Au Sénégal, le soutien total (ST) à l’agriculture et à l’alimentation équivaut à 19,6 % de la valeur de la production agricole en 2019-2021. En conséquence, les aides allouées à l’agriculture sénégalaise, toutes natures confondues, équivalent à 19,6 % de la valeur de la production agricole.

Comme les producteurs sénégalais ne bénéficient d’aucun soutien des prix à la production (SPM = 0 %), les DPAA sont réparties entre des soutiens à la production (3,8 %), à la consommation (1,8 %) et aux financements de services collectifs (14 %).

Mais certains pays privilégient le soutien par les prix. En Corée du Sud par exemple, le PSM est de 44 % alors que les DPAA sont égales 15%.
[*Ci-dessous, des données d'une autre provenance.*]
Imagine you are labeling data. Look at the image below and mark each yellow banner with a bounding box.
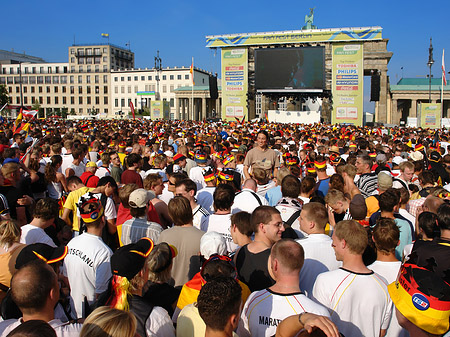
[331,43,364,126]
[206,27,382,47]
[420,103,441,129]
[222,48,248,120]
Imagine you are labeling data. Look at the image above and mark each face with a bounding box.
[264,214,284,244]
[402,167,414,181]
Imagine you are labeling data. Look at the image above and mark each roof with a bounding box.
[390,77,450,91]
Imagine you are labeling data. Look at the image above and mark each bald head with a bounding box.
[11,260,58,314]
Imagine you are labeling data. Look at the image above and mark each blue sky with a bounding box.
[0,0,450,111]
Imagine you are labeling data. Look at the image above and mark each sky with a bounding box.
[0,0,450,113]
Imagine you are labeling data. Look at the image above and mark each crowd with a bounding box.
[0,116,450,337]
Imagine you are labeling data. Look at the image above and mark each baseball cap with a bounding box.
[15,243,69,269]
[111,237,154,280]
[128,188,155,208]
[378,172,392,191]
[200,231,227,259]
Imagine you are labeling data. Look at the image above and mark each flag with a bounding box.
[189,58,195,85]
[130,101,135,119]
[442,49,447,85]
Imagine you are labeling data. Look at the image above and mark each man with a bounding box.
[355,154,377,198]
[121,188,163,245]
[197,277,242,337]
[297,202,342,296]
[20,198,59,247]
[392,161,414,192]
[0,260,82,337]
[64,192,112,318]
[236,206,284,291]
[231,178,269,214]
[313,220,392,337]
[175,179,209,229]
[244,130,280,179]
[237,239,329,337]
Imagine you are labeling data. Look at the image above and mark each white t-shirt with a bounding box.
[64,232,112,318]
[296,234,342,297]
[200,214,239,253]
[313,268,392,337]
[231,188,269,214]
[20,224,56,247]
[237,289,330,337]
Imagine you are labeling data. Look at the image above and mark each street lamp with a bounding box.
[427,37,434,103]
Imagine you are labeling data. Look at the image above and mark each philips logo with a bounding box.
[412,294,430,311]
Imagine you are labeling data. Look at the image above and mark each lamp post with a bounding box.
[427,37,434,103]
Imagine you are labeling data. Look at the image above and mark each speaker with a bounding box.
[370,74,380,102]
[209,75,219,99]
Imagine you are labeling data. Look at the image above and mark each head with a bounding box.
[168,196,193,226]
[299,202,328,234]
[197,277,242,331]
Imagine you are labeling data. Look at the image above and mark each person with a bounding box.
[367,218,408,337]
[244,130,280,179]
[0,219,25,303]
[98,237,175,337]
[80,306,137,337]
[0,259,81,337]
[200,184,238,254]
[197,277,241,337]
[231,178,269,214]
[297,202,342,296]
[237,239,329,337]
[175,178,209,229]
[20,198,59,247]
[235,206,284,292]
[121,188,163,245]
[313,220,392,337]
[64,192,112,318]
[158,196,204,287]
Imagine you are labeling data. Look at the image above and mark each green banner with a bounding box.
[331,43,364,126]
[222,48,248,120]
[420,103,441,129]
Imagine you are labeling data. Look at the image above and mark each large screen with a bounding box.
[255,47,325,91]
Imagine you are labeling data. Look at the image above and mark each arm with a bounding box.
[275,312,340,337]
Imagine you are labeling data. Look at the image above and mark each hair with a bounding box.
[0,219,21,246]
[11,260,57,313]
[250,206,280,233]
[231,211,253,237]
[281,175,300,198]
[144,173,163,190]
[213,184,235,211]
[302,202,328,229]
[119,184,139,208]
[325,189,346,206]
[334,219,370,255]
[378,188,400,212]
[197,277,242,331]
[417,212,440,239]
[7,319,56,337]
[270,239,305,272]
[33,198,59,221]
[168,196,193,226]
[372,218,400,254]
[147,242,173,283]
[175,178,197,195]
[80,307,137,337]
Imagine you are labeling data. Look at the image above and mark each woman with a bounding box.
[45,155,68,200]
[0,220,25,302]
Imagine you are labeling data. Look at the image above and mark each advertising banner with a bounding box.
[331,43,364,126]
[206,27,382,48]
[420,103,441,129]
[222,48,248,121]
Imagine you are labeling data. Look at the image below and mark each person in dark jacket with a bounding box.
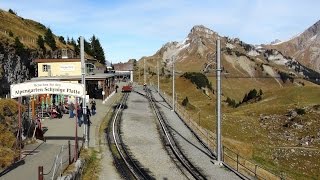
[87,106,91,126]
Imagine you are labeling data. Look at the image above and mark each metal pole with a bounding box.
[157,61,160,93]
[38,166,43,180]
[172,56,175,111]
[216,37,221,164]
[80,36,89,148]
[143,59,146,84]
[18,97,22,159]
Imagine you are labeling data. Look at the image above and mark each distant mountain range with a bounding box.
[146,22,320,84]
[266,21,320,72]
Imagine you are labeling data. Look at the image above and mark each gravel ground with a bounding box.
[121,87,186,179]
[152,86,240,179]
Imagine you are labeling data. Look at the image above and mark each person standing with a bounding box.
[77,105,83,127]
[69,102,74,118]
[87,106,91,126]
[90,98,96,115]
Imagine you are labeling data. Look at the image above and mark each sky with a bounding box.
[0,0,320,63]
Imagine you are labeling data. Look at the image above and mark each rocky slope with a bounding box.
[266,20,320,72]
[147,25,320,84]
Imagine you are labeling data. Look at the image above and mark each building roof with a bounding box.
[33,58,97,63]
[33,58,81,63]
[30,73,115,81]
[113,63,133,71]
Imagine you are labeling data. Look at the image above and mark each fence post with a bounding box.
[68,140,71,165]
[38,166,43,180]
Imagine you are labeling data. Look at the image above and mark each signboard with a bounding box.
[60,64,75,72]
[10,81,84,98]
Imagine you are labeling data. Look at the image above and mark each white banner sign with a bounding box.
[60,64,75,72]
[10,81,84,98]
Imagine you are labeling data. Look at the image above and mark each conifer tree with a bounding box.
[44,28,57,50]
[90,35,106,64]
[37,35,46,51]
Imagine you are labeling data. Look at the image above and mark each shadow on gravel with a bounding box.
[155,101,171,109]
[46,136,84,140]
[0,159,25,177]
[168,125,215,159]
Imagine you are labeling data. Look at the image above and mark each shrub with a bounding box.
[295,108,306,115]
[182,72,212,90]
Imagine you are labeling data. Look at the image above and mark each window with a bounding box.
[42,64,50,72]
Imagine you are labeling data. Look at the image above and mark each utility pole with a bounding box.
[80,36,89,148]
[172,56,175,112]
[157,61,160,93]
[143,59,147,85]
[216,37,221,164]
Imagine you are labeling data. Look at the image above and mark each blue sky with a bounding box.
[0,0,320,62]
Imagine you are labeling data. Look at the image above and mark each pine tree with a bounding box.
[8,9,17,15]
[181,97,189,106]
[70,38,80,55]
[90,35,106,64]
[37,35,46,51]
[14,37,25,56]
[83,39,93,56]
[44,28,57,50]
[59,36,67,44]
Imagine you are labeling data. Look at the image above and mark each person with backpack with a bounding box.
[87,106,92,126]
[90,98,96,115]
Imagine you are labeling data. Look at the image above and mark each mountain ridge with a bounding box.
[265,20,320,72]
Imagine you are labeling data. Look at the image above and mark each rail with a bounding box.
[146,88,206,179]
[159,87,285,179]
[38,141,83,180]
[112,93,151,179]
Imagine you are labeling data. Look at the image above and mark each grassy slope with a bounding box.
[136,63,320,178]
Parmi les 88 pays étudiés par FARM, les taux de soutien ST à leur agriculture dépendent des politiques agricoles conduites par leur gouvernement mais aussi du niveau de revenu de leur population.
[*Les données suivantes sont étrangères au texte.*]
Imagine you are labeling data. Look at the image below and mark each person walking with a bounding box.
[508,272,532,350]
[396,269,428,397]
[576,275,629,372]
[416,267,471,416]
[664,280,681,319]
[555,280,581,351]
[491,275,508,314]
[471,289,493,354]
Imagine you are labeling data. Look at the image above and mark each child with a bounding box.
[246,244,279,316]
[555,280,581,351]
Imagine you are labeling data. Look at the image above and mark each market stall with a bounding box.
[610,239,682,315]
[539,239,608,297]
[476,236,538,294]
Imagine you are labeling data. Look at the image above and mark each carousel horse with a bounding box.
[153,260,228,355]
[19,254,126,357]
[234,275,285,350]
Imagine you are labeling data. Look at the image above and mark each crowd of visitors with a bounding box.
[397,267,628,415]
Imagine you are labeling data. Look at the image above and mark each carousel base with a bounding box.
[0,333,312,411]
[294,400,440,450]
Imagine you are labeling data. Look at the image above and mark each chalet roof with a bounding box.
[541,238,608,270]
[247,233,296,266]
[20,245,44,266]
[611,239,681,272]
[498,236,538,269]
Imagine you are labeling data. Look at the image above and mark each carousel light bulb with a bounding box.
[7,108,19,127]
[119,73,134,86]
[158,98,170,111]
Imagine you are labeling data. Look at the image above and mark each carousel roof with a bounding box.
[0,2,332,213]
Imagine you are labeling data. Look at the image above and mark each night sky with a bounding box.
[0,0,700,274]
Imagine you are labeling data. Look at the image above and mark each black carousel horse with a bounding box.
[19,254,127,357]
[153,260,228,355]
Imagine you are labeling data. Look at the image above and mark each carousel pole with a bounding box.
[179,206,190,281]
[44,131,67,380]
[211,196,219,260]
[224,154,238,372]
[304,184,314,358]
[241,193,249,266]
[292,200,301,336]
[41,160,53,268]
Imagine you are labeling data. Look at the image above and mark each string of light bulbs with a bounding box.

Toutefois, les disparités de taux de soutien (ST) entre pays à revenus équivalents, sont au moins aussi élevées qu’entre deux groupes de pays de revenus différents.

Entre 2019 et 2021, le ST moyen des pays à revenu élevé est de 29 %. Il est le plus faible en Nouvelle Zélande (2 %) et le plus élevé en Norvège (86 %).

Pour leur part, les Etats- Unis (ST=29 %) sont dans la moyenne des pays à revenu élevé (29 %) tandis que l’Union européenne est à 25 %.

Pour ces pays à revenu élevé, les soutiens à l’agriculture sont majoritairement des dépenses publiques (aides Pac par exemple). Estimés à 22 % en moyenne, les soutiens DPAA oscillent entre 2,4 % dans les pays les plus libéraux (Nouvelle Zélande, Australie) et 56,8 % en Norvège.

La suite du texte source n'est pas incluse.